Les rumeurs qui filaient déjà bon train ont été ravivées le week-end dernier par la présence inattendue de trois officiels nord-coréens de haut rang à la cérémonie de clôture des Jeux asiatiques à Incheon, en Corée du Sud. Une visite surprise interprétée de façon diverse selon les médias. La présence de Hwang Pyong-so surtout fait réagir: c’est l’un des dirigeants de l’OGD, l’Office pour l’organisation et la ligne, immensément puissant dans le pays. Dans un article publié sur le site de CNN, Jang Jin-sung, ancien propagandiste de Kim (père) désormais passé au Sud, dit déjà de Kim (fils) que «c’est une marionnette aux mains d’une oligarchie de l’ombre. C’est la vieille garde qui a le vrai pouvoir, lui n’a hérité ni des loyautés, de la confiance, des réseaux, des expériences. C’est un nouveau venu dans le système.»

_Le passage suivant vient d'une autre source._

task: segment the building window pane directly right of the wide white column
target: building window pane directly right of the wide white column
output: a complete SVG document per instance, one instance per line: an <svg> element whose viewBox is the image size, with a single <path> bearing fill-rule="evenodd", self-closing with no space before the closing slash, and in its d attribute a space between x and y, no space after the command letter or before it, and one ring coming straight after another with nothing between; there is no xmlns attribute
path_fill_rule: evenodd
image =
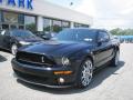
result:
<svg viewBox="0 0 133 100"><path fill-rule="evenodd" d="M44 32L51 31L51 22L52 22L51 19L47 19L47 18L43 19L43 31Z"/></svg>

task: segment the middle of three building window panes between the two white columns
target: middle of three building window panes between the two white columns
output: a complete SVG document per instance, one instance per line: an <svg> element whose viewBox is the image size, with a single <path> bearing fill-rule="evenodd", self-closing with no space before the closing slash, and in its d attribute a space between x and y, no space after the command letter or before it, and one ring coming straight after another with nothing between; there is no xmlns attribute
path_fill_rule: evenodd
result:
<svg viewBox="0 0 133 100"><path fill-rule="evenodd" d="M62 30L62 22L60 20L53 20L52 21L52 31L58 33Z"/></svg>

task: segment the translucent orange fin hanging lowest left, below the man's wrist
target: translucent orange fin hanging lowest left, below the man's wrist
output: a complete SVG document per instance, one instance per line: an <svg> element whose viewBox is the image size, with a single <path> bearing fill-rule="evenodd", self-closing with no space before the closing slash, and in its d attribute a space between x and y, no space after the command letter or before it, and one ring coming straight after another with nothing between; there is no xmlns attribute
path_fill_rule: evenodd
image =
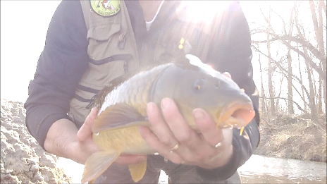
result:
<svg viewBox="0 0 327 184"><path fill-rule="evenodd" d="M104 152L96 152L92 154L84 166L82 183L94 181L101 173L104 173L107 168L117 159L121 152L117 150L109 150Z"/></svg>

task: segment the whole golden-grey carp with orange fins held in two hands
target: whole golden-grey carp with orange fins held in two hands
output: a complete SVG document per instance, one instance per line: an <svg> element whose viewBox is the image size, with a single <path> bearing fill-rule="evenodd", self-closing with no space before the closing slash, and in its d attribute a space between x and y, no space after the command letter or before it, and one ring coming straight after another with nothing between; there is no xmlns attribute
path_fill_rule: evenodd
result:
<svg viewBox="0 0 327 184"><path fill-rule="evenodd" d="M147 103L160 108L161 99L173 99L191 128L197 130L192 111L204 109L221 128L244 128L254 117L251 99L230 78L186 55L185 63L171 62L125 74L97 94L98 114L92 126L93 140L103 151L85 162L82 183L94 180L121 154L155 154L143 140L138 126L149 126ZM129 166L132 180L141 180L147 161Z"/></svg>

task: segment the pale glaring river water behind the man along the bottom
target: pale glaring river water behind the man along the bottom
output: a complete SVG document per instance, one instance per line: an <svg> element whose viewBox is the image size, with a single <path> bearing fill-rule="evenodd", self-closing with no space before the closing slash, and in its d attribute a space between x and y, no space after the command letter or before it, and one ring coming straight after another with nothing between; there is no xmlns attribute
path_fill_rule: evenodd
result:
<svg viewBox="0 0 327 184"><path fill-rule="evenodd" d="M59 159L72 183L80 183L84 166L69 159ZM326 162L300 161L252 155L238 169L242 183L326 183ZM161 171L159 183L168 183L168 176Z"/></svg>

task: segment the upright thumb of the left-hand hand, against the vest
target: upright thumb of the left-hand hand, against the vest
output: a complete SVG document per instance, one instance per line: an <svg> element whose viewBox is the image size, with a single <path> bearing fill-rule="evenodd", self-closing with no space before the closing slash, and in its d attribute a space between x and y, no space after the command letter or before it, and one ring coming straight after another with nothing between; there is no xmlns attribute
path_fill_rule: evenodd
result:
<svg viewBox="0 0 327 184"><path fill-rule="evenodd" d="M94 119L97 117L97 107L91 109L90 114L85 118L85 122L78 130L78 141L83 142L87 140L88 137L92 136L92 125L94 123Z"/></svg>

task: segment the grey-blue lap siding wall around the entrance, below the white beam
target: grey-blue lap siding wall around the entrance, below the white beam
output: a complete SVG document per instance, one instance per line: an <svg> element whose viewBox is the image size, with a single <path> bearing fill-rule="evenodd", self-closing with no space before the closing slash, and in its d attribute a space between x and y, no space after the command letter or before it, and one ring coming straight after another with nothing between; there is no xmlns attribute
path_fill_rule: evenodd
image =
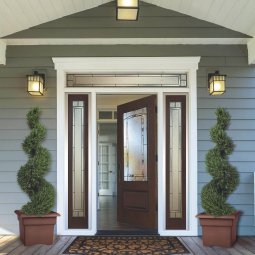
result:
<svg viewBox="0 0 255 255"><path fill-rule="evenodd" d="M44 146L52 154L51 171L46 179L56 186L56 72L52 57L86 56L202 56L198 70L198 195L210 176L204 156L213 144L209 129L215 123L216 107L227 107L232 116L229 135L236 148L230 161L240 172L240 185L229 198L243 211L239 234L254 235L253 172L255 170L255 70L247 65L245 46L9 46L7 66L0 68L0 233L18 233L13 210L27 201L16 183L19 167L27 160L21 143L29 130L25 114L34 106L42 109L42 122L48 136ZM34 69L47 74L47 92L34 98L26 93L25 76ZM211 97L207 73L220 70L228 75L225 95ZM202 211L200 198L198 210ZM199 228L199 233L201 230Z"/></svg>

«L’OGD a pris le pouvoir mais n’arrive pas à se mettre d’accord sur une ouverture légère du marché», dit le même Jang, cité cette fois dans Slate. Sa venue chez l’ennemi du Sud est une preuve de la chute de Kim, selon un «défecteur» cité par The Guardian, «parce que Hwang est plus vieux, et n’avait pas de raison plausible pour aller en Corée du Sud, aucun de ses titres n’a de rapport avec le sport». Signe d’un chamboulement tout en haut? «La grande rumeur, c’est que Kim s’est fait manger par l’OGD, écrit également le blog sur la Corée New Focus cité par le Los Angeles Times. La preuve: Hwang avait des gardes du corps avec lui – alors que seul Kim a normalement le droit d’être protégé. Il avait des oreillettes. Et n’était pas en uniforme militaire.» L’empire des signes… «Cette visite avait peut-être pour but de faire passer un message de stabilité à Pyongyang», avance Japantoday. Ne vous en faites pas, le pays, qui possède la bombe atomique, reste gouverné…

Mais certains médias interprètent autrement cette visite, qui selon leurs sources peut aussi signifier le rôle toujours prédominant de Kim en diplomatie, selon The Atlantis. Car «il y a un an, Hwang n’était qu’un visage parmi d’autres au moment de la purge brutale qui a expulsé loin du pouvoir Jang Song Thaek, l’oncle de Kim. Depuis, Hwang a suivi une trajectoire météorique […] créée par Kim. Mais aucun média n’a jusqu’ici félicité personnellement Hwang pour son rôle dans le voyage à Incheon.» «Impossible d’envisager une telle visite sans un pouvoir fort», analyse aussi un universitaire pour CNN.

C’est vrai, «les images officielles du leader en train de boiter ont suscité des interprétations sans fin chez les officiels du régime comme chez les analystes, explique le New York Times. Mais aujourd’hui, Américains et Sud-Coréens ne pensent pas avoir repéré de signe de coup d’Etat. Après trois générations de Kim au pouvoir, toute inflexion de la règle dynastique induirait probablement des mouvements inhabituels dans ce pays qui compte plus d’un million de soldats, et rien n’a été détecté par Séoul […]. Les rumeurs de coup d’Etat actuelles proviennent de gens qui prennent leurs rêves pour la réalité», murmure-t-on à Washington. «Son père et son grand-père ont aussi déjà disparu pendant de longues périodes, il est libre de faire ce qu’il veut», dit encore un analyste, cité par le NYT.

C’est donc peut-être sa santé qui explique l’absence de Kim. S’est-il fracturé les chevilles à force de porter des talons hauts, lui qui veut apparaître plus grand qu’il n’est? C’est ce que semble savoir le site sud-coréen The Chosun, selon qui les services sud-coréens auraient appris que des chirurgiens européens se seraient récemment rendus à Pyongyang. On peut comprendre que le régime ne souhaite pas en ce cas diffuser des images du «maréchal» en fauteuil roulant. Ou suit-il une cure pour sortir de son mode de vie «coca et frites» qui se rajoute à son héritage familial d’obésité et de diabète, comme le dit ce spécialiste interrogé par CNN?

Une éventuelle absence de Kim Jong-un demain relancerait évidemment la spéculation de plus belle. Mais pour le moment, «pas de raison tangible de spéculer qu’il y ait pu y avoir un coup d’Etat», écrit le professeur de relations internationales David Kang dans une longue analyse passionnante de la situation sur les pages Opinion de CNN.

Les yeux du monde seront tournés demain vers Pyongyang.